While working as a teacher at Stanford in 1999, she met with two of the school’s students — Larry Page and Sergey Brin — who were building a new Internet search company and looking for some help designing a logo.
“It wasn’t a known brand. We were dealing with trying to make a dent and an impression that was at first sight very different than what was available then,” Kedar says of the goal for that original logo. “Play was important. Differentiation was important… Now we are seeing a completely new interpretation of that.”
This week Google ditched the serif typeface Kedar designed for its logo in 1999 and replaced it with a new typeface called Product Sans. The makeover is a thorough one: For the first time, the Google logo is animated. The range of colors is similar to earlier versions, but more vivid. And the lowercase “g” that appears as shorthand for the logo in tabs has been replaced by a more colorful uppercase “G.”

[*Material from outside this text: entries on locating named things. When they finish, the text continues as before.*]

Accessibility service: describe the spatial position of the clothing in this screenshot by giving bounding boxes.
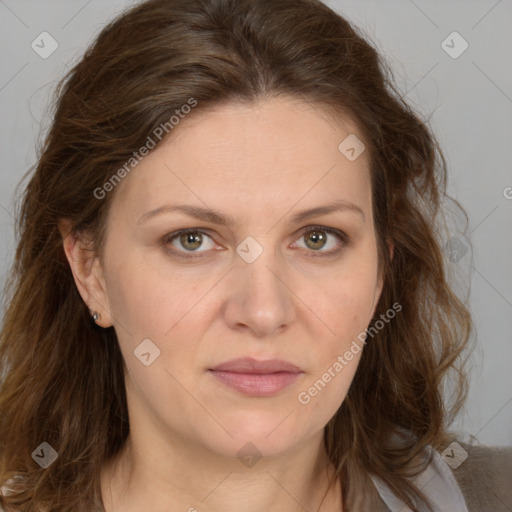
[369,443,512,512]
[0,443,512,512]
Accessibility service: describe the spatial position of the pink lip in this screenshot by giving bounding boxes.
[209,358,303,396]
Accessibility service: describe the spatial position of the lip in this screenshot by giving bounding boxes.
[209,358,304,396]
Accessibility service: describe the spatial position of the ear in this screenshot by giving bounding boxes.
[59,219,112,328]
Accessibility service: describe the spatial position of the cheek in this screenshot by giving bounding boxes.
[104,260,204,339]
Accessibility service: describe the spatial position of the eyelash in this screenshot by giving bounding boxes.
[162,226,350,259]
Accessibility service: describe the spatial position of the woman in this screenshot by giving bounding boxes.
[0,0,510,512]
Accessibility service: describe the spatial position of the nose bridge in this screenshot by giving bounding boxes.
[225,237,294,336]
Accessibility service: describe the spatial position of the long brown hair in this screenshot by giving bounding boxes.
[0,0,472,511]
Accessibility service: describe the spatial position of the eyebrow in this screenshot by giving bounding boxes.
[137,200,366,226]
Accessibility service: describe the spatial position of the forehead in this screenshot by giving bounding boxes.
[111,97,370,222]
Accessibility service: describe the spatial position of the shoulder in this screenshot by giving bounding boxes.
[443,443,512,512]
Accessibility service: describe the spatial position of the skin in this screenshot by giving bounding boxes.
[62,97,388,512]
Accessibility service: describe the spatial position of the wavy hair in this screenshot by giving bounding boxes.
[0,0,472,512]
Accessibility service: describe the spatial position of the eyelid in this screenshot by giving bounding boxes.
[162,225,350,259]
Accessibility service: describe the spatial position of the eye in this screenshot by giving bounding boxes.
[295,226,348,256]
[163,229,215,258]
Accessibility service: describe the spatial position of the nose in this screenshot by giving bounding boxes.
[223,251,296,338]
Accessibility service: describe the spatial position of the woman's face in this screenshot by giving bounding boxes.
[91,98,382,456]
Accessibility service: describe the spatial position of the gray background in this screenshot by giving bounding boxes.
[0,0,512,445]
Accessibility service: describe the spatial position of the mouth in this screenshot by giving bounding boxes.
[208,358,304,397]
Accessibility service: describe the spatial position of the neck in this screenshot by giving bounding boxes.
[101,433,342,512]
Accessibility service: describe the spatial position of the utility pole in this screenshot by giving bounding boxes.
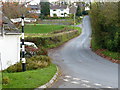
[21,15,26,72]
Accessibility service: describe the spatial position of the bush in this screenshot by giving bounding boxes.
[90,2,120,52]
[4,56,51,73]
[25,30,79,48]
[27,56,51,70]
[4,62,22,73]
[2,76,10,85]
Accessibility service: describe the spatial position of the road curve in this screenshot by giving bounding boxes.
[49,16,118,88]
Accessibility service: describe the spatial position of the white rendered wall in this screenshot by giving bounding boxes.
[0,35,20,70]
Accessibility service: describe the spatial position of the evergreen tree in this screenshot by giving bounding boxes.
[40,2,50,16]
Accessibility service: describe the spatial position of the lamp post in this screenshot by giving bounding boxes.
[21,15,26,72]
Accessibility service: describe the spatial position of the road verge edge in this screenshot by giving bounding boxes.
[35,65,59,90]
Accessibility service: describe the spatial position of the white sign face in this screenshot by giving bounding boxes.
[0,53,2,90]
[11,18,37,23]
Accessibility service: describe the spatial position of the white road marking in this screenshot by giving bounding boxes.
[63,79,69,82]
[65,76,71,78]
[107,87,112,88]
[94,83,102,86]
[81,80,90,83]
[71,81,80,84]
[82,84,91,88]
[73,78,80,80]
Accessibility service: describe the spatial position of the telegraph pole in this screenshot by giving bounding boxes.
[21,15,26,72]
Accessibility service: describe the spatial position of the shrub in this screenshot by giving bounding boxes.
[25,30,79,48]
[4,56,51,73]
[27,56,51,70]
[2,76,10,85]
[4,62,22,73]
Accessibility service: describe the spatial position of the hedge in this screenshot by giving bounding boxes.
[25,30,79,48]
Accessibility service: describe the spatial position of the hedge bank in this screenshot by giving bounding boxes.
[25,30,80,48]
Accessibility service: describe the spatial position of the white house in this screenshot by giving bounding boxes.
[0,16,21,70]
[50,5,69,17]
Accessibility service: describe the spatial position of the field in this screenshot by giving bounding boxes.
[3,64,56,90]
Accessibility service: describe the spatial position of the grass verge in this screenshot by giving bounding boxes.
[25,24,81,36]
[25,24,66,33]
[3,64,57,88]
[101,50,120,60]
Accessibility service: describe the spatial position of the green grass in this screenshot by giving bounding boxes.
[3,64,57,88]
[25,24,65,33]
[0,72,2,90]
[102,50,120,60]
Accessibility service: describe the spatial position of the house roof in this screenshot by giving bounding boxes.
[0,12,20,34]
[50,5,67,9]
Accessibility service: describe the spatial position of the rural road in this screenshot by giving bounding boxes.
[49,16,118,88]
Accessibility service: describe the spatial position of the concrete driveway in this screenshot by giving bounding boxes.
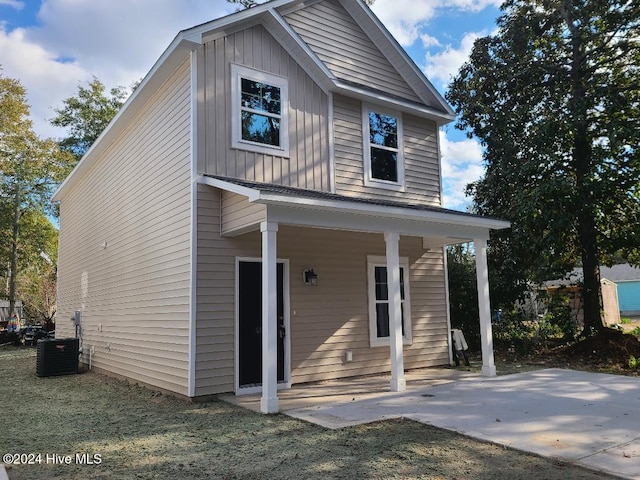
[283,369,640,480]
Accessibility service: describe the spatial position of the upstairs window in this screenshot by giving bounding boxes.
[231,65,289,156]
[362,106,404,191]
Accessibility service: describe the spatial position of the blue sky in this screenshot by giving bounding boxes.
[0,0,501,210]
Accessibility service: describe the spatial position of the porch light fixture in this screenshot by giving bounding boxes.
[302,268,318,287]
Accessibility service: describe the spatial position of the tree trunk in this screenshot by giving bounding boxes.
[560,0,603,335]
[9,186,20,315]
[578,211,604,335]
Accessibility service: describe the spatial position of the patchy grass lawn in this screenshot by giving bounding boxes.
[0,347,615,480]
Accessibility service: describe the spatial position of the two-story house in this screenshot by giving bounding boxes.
[55,0,508,412]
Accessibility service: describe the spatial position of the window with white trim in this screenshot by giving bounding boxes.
[362,105,404,191]
[367,256,411,347]
[231,65,289,156]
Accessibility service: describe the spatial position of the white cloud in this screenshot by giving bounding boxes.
[440,0,502,12]
[371,0,502,47]
[420,33,440,48]
[440,131,485,210]
[425,32,484,86]
[0,0,233,137]
[0,0,24,10]
[0,28,90,136]
[371,0,441,47]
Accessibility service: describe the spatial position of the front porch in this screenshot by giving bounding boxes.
[219,367,481,428]
[199,176,509,413]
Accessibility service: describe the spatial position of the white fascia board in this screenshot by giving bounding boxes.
[51,35,199,202]
[255,192,511,230]
[263,9,336,93]
[198,175,260,202]
[267,205,490,239]
[338,0,455,117]
[334,80,456,127]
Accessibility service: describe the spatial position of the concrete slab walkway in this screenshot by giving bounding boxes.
[224,369,640,480]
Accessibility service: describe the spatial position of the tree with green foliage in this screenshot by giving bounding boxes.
[0,74,73,313]
[16,210,58,328]
[51,77,129,160]
[447,0,640,333]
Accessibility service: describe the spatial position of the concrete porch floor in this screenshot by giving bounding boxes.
[222,368,640,480]
[219,367,481,412]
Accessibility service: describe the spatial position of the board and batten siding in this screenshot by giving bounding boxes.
[196,186,449,396]
[285,0,422,103]
[334,95,440,206]
[56,61,191,395]
[198,25,330,191]
[221,191,267,235]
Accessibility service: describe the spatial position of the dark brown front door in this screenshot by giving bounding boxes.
[238,261,286,388]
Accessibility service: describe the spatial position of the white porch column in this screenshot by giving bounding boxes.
[260,222,279,413]
[384,232,407,392]
[473,238,496,377]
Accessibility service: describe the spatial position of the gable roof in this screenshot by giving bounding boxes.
[53,0,455,201]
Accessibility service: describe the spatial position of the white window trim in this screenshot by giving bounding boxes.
[362,103,405,192]
[231,64,289,157]
[367,255,413,347]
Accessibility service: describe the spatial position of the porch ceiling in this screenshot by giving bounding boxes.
[198,175,510,242]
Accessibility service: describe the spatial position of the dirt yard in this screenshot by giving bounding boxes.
[0,347,614,480]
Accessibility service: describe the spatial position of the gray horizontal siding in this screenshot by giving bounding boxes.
[56,62,191,395]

Unlike some in the media, however, Kedar was not surprised by Google’s decision to make major branding changes. If anything, she was surprised it took so long.
“I was expecting some changes after Alphabet,” Kedar says, referring to Google’s decision last month to restructure and create a new parent company. “There have been a lot of changes in the company and the product line and technology and the media in which we display… So I’ve been surprised that they haven’t done something beforehand.”
Kedar’s association with what would become a world-famous brand helped as she set up her own design studio. “It got me to some level of notoriety and definitely has opened doors,” she says. Google’s logo change may result in a change to her personal brand as well. “People need to now refer to me as the FGLD — the former Google logo designer.”
Not that she’s complaining.
“My 15 minutes [of fame]were a little bit longer than that. When I did this design, nobody had thought that it would be what it has become,” she says. “Of course it’s always bittersweet when something of yours that perhaps was held in some ways is now held in a different way. But it’s a fantastic opportunity to move on.”
“Now I can make room for the next 15 minutes of fame.”